Question: My girlfriend and I are both virgins. I want to have sex with my girlfriend but she is afraid of getting pregnant. I told her that I will use condoms during sex. My question is, if I am using condoms and if I ejaculate in the condom when my penis is in my girlfriend’s vagina, is there any chance of getting her pregnant? Thanks for your time.
The short answer is: yes. There is a chance of pregnancy.
“Correct and Consistent” vs. “Typical”
With correct and consistent (read: every single time you have sex) condom use, condoms are about 97% effective in preventing pregnancy. However, their effectiveness drops considerably (to about 84% effective) when one considers actual, typical use of condoms. One reason for the difference in effectiveness rates is that people who say they are condom users don’t always use condoms; sometimes they forget or choose not to use one. Incomplete condom use (e.g., when two people start having sex without a condom and then add one mid-intercourse; or when two people remove a condom part way through intercourse) also contributes to a lower effectiveness rate – not because there is anything wrong with the condom, but because people sometimes use condoms incorrectly. [See these two research studies for more information.]
To learn how to use condoms correctly, visit www.plannedparenthood.com or read the package insert enclosed in boxes of condoms. And if you two both decide together, without any pressure at all (feeling pressured into having sex is associated with a greater likelihood of regretting it later), that you are interested in and ready to have sex together, you might consider using hormonal contraception (such as the IUD, implant, birth control pill, shot, or ring) in addition to condoms to further reduce your pregnancy risk.
Readiness To Have Sex
The longer answer is this: your sex dilemma may be about more than meets the eye. Often when people say that they do not want to have sex because of fill-in-the-blank (e.g., fear of pregnancy, fear of infection, etc), there may be other reasons that they do not yet want to have sex either at that point in their life, or with a specific partner, or at that time in a relationship.
If your girlfriend does not want to be sexual in this way with you, it may have nothing to do with you. If you feel like you two need to have sex in order to be in the relationship, then that is your issue (not hers) and you need to be able to find another way to deal with it other than to try and convince a hesitant partner to have sex with you.
Fear of pregnancy may be a very real reason why your girlfriend does not want to have sex yet.

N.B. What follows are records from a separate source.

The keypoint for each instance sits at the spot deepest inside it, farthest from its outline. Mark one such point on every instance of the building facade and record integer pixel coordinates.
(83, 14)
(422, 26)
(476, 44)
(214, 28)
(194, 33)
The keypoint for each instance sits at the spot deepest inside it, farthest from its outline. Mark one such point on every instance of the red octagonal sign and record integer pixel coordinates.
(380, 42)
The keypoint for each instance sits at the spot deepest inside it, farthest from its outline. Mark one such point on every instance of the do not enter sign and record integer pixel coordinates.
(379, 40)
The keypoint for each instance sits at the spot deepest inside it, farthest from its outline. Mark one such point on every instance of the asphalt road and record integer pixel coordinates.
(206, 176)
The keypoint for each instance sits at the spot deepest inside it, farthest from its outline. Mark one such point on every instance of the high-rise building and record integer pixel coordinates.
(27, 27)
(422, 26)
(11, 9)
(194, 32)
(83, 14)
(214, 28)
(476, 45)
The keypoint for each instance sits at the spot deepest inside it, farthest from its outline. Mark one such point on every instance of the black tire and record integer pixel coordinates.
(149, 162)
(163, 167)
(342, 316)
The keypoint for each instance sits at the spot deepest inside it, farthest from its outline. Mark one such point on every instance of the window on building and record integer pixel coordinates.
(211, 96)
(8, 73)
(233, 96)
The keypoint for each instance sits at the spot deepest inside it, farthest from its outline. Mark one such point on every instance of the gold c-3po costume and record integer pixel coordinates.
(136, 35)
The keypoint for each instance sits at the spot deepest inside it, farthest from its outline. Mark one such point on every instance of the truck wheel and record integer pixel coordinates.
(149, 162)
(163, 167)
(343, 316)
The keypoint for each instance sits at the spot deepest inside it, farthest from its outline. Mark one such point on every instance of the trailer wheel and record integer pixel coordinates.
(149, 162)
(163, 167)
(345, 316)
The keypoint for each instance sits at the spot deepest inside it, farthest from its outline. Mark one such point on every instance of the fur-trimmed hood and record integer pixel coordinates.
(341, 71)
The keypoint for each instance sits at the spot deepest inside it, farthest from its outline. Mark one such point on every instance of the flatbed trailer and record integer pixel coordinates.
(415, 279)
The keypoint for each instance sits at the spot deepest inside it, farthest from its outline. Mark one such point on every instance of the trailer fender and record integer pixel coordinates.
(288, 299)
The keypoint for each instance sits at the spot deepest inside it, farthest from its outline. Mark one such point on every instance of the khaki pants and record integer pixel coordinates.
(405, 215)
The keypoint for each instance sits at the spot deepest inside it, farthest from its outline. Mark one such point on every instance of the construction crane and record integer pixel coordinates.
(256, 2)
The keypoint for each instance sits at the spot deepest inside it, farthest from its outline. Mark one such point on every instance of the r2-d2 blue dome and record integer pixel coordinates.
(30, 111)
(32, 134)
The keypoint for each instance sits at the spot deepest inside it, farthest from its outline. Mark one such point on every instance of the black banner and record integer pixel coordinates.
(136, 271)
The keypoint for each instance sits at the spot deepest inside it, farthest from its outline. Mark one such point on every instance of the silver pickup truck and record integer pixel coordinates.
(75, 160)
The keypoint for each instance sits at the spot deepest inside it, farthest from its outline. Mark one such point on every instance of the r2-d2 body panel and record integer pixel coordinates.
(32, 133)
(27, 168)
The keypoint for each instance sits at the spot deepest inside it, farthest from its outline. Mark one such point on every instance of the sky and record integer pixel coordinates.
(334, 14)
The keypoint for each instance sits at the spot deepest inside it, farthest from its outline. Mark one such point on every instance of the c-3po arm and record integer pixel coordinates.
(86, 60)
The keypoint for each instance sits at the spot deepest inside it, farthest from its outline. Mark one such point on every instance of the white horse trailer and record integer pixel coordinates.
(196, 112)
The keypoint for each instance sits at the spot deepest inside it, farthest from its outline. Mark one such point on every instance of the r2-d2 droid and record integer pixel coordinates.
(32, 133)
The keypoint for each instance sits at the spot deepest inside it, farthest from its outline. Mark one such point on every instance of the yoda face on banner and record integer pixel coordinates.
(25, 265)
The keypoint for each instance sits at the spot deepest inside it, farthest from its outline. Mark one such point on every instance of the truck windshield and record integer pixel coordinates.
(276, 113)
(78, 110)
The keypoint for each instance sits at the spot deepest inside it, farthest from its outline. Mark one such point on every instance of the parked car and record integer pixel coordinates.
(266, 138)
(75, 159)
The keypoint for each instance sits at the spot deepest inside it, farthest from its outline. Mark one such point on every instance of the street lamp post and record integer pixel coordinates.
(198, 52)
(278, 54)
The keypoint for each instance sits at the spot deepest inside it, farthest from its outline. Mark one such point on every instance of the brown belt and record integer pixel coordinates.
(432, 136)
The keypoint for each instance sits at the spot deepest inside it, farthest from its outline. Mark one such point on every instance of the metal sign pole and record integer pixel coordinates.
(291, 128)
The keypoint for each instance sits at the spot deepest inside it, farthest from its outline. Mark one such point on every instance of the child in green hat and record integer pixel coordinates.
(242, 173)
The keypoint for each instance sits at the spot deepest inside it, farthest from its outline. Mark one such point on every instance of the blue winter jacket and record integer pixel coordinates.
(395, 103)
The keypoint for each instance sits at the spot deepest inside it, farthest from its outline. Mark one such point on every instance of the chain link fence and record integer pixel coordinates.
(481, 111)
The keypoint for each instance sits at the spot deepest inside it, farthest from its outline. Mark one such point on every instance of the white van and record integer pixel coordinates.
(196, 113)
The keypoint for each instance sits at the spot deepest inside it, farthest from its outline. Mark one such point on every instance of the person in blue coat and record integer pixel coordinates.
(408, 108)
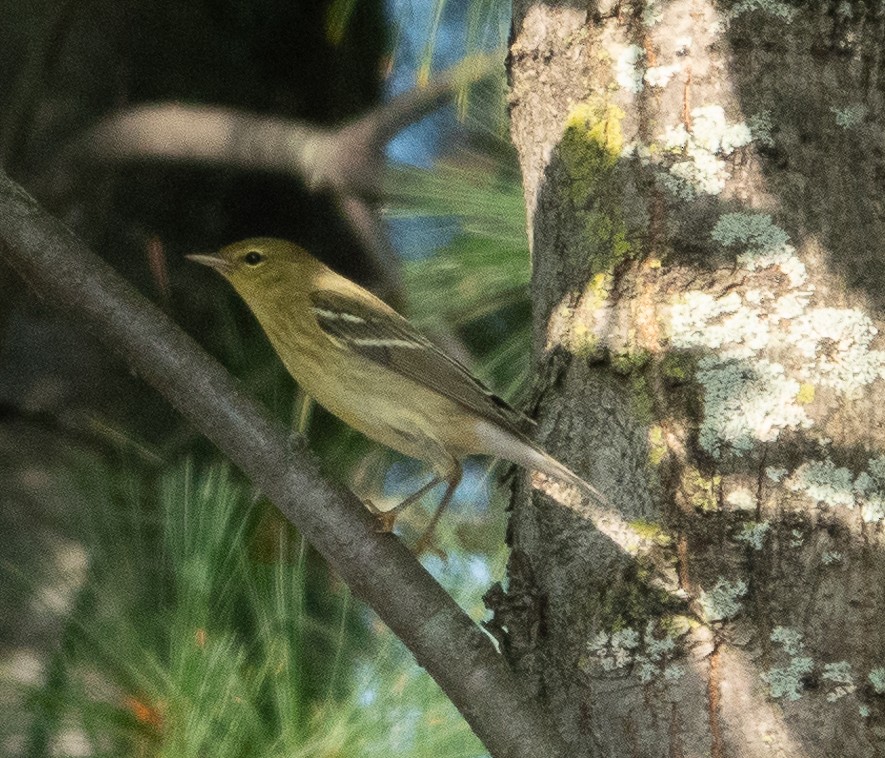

But considering that there are a range of highly effective birth control options available (including birth control pills, patches, rings, and shots, as well as correct and consistent condom use), technically the two of you could work together to figure out a safe, reliable and effective means of contraception.
It may be that there are other reasons that she does not yet want to have intercourse, and it is worth exploring how you feel about each other, your expectations for commitment and exclusivity, and your feelings about the relationship and what you mean to each other.
Don’t Pressure Her
It is important not to pressure your girlfriend into having sex with you if she is not yet ready to. Sex can be fantastic, pleasurable and relationship-building when it is shared with a partner who not only agrees to have sex with you, but who very much wants and desires to have sex with you.
On the other hand, sex can feel empty, meaningless or even scary (emotionally scary and, in terms of pregnancy or infection risk, physically scary) when one or both partners is uncertain about having sex.
As you probably realize, many women and men get mixed messages about sexuality in our culture. Some family, cultural and religious messages suggest that sex is dirty or sinful or only open to certain people (e.g., married adults interested in procreation) whereas others construct sexuality as being intimate, beautiful and open to any adults (regardless of sexual orientation, interest in having children or marital status).
Women often get a sense from popular culture that they should dress and act sexy and available, yet at the same time they may run the risk of being labeled sluts or whores if they act in sexual ways of which others (like their parents, friends or fellow students) disapprove.
Men are often encouraged to go out and have sex with anyone who will have sex with them, even at the expense of their own values or feelings about relationships or how to treat partners.
Given the range of messages that we get from different sources, it is no wonder that sexual decision making can be challenging for individuals and couples. Therefore, we would encourage you to take time with each other, and to be careful with each other’s feelings, when making this big decision.
You may find The Guide to Getting It On to be a useful book as you explore more about your sexuality alone and with your girlfriend.
Reviewed and updated with links to newer research, not available at the time of original post, on May 2, 2017.